Elard Serruto Dancuart
Escritor puneño
noviembre del 2011

“Callaste para aullar eterno aullido”
C.R

«Para el resto de la tierra
un perro muerto es basura»
S.R.

Para Carol

Un perro es sencillamente un perro, menos para Emilia que se abraza a los quejidos de Octavio con una lástima contenida. Un abrazo cerrado como el de una pequeña madre que quiere evitar en su cría, inútilmente, ese largo quejido que se extiende desde hace dos noches, y que esta mañana se parece tanto a la luz marchitada que se descuelga de las ventanas de la casa de la médico veterinario. Algo nos dice esa luz, algo nos dice ese diminuto trébol de sangre que se dibuja en una rendida y delgada pata delantera: tres puntos de una aguja que parece la misma desde la primera noche que trajimos a Octavio, y donde la médico veterinario vuelve a intentar (ya lo hizo más de tres veces) encontrar en alguna pata (la piel contra los huesos, la aguja explorando inútilmente) la delicada sombra azul de una vena. Un punto, sólo ese punto definitivo que imagino como una descarga delgadísima buscando un centro ¿El corazón de Octavio?, un punto escurridizo que sólo provoca en Octavio que sus quejidos se alarguen y afilen hacia un espacio incomprensible de dolor. Esa zona ciega que apenas intuimos, y que deja lentamente los nudos de una respiración que parece buscar y provocar un ladrido definitivo que atraviese y quiebre la mañana, deseando (inútilmente también) que todo vuelva a llenarse de vida en la tremenda frialdad de la mesa quirúrgica (espejo que duplica el vacío, la garganta enredada) donde acomodamos a Octavio como un último y fatigado charco dorado de luz.

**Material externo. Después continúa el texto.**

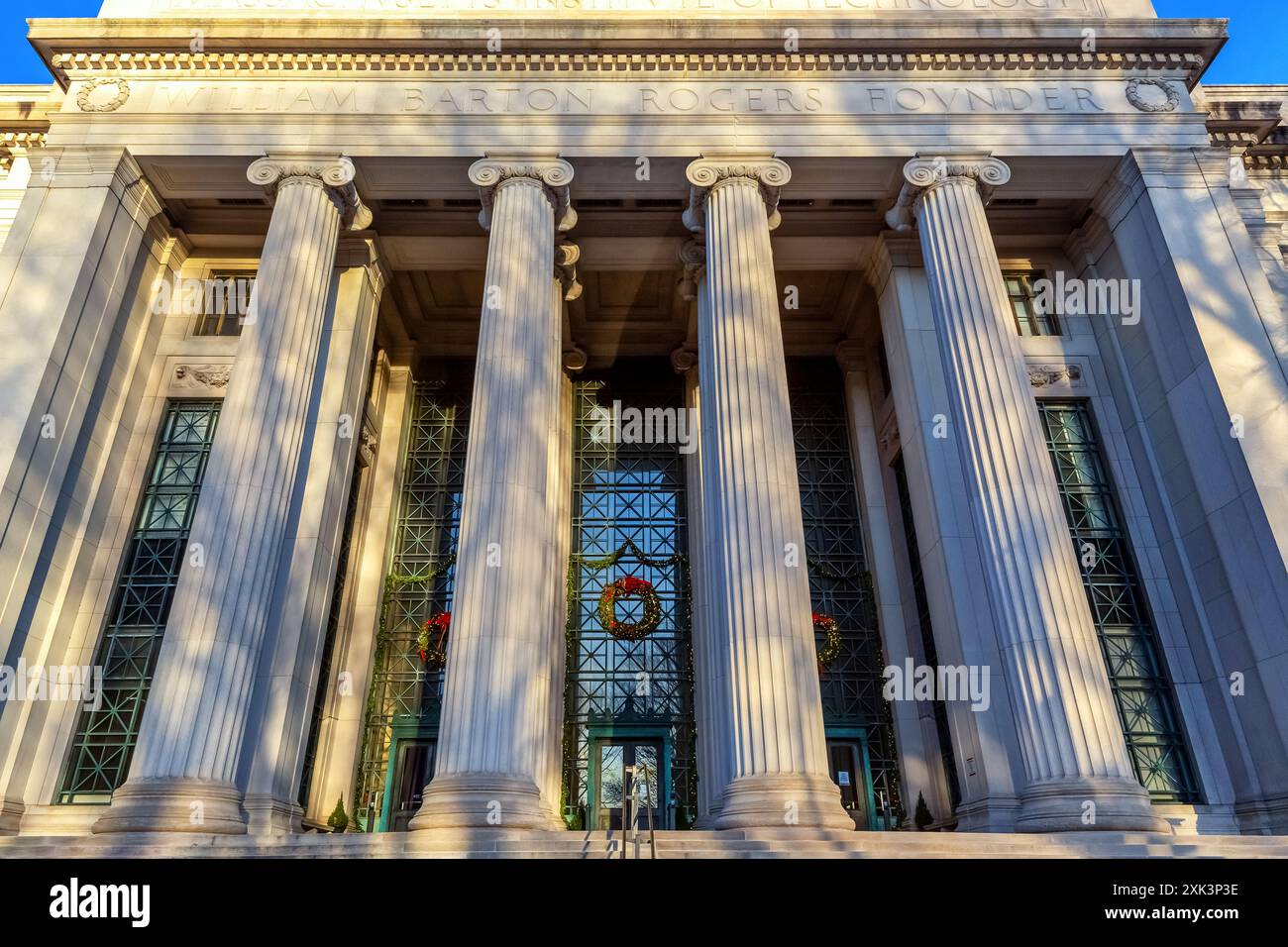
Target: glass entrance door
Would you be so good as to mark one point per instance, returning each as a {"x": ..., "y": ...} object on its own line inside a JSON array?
[
  {"x": 413, "y": 768},
  {"x": 619, "y": 763},
  {"x": 846, "y": 764}
]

No recuerdo cuando llegué al grupo, si realmente marqué una pertenencia, o llegué un día de esos en que andaba sin brújula y me quedé entre los muchachos y las muchachas recogiendo perros atropellados, perros abandonados y enfermos en alguna esquina, o extraviados en la incertidumbre de los días de frío y lluvia. Es como si me desdoblara cuando me veo llevando cachorros a la calle principal con un letrero de adopciones y su impecable orfandad, o buscándoles refugio en las casas de los amigos donde pudieran acogerlos por unos días. No lo recuerdo realmente, sólo sé que una mañana en la pequeña azotea de mi refugio en la parte alta de la ciudad (ocurre que a veces no hay nadie para hacer el favor de quedarse con alguno por unas horas) ya tenía cuidando uno, muy enfermo y con la pata quebrada. Y aunque apenas estuvo algunas horas conmigo, y me dejó en su paso por mi refugio el rastro intenso de sus orines de adolescente vagabundo, siempre he considerado ese momento como mi ingreso al grupo. Un ingreso sin palabras, sin expectativas, y más bien con una incondicionalidad que se parece a los vigorosos colores del inmenso vitral de mi ventana que por las mañanas, me sorprenden revisando fotografías y fichas de animales desaparecidos de un lago de bahías graves y contaminadas, y haciendo anotaciones para escribir un libro que repta en su demora; o mejor aún, al cielo abierto y limpio de la madrugada que me acompaña cuando troto hacia la canchita de fulbito. Un trote (pedazos de un lago intenso y enfermo aparecen entre las casas de ladrillo sin tarrajear) que me hace descubrir perros por todas partes, de todas las razas y todos los colores, habitando la misma ciudad que habito como una suerte de visitante siempre a punto de partir.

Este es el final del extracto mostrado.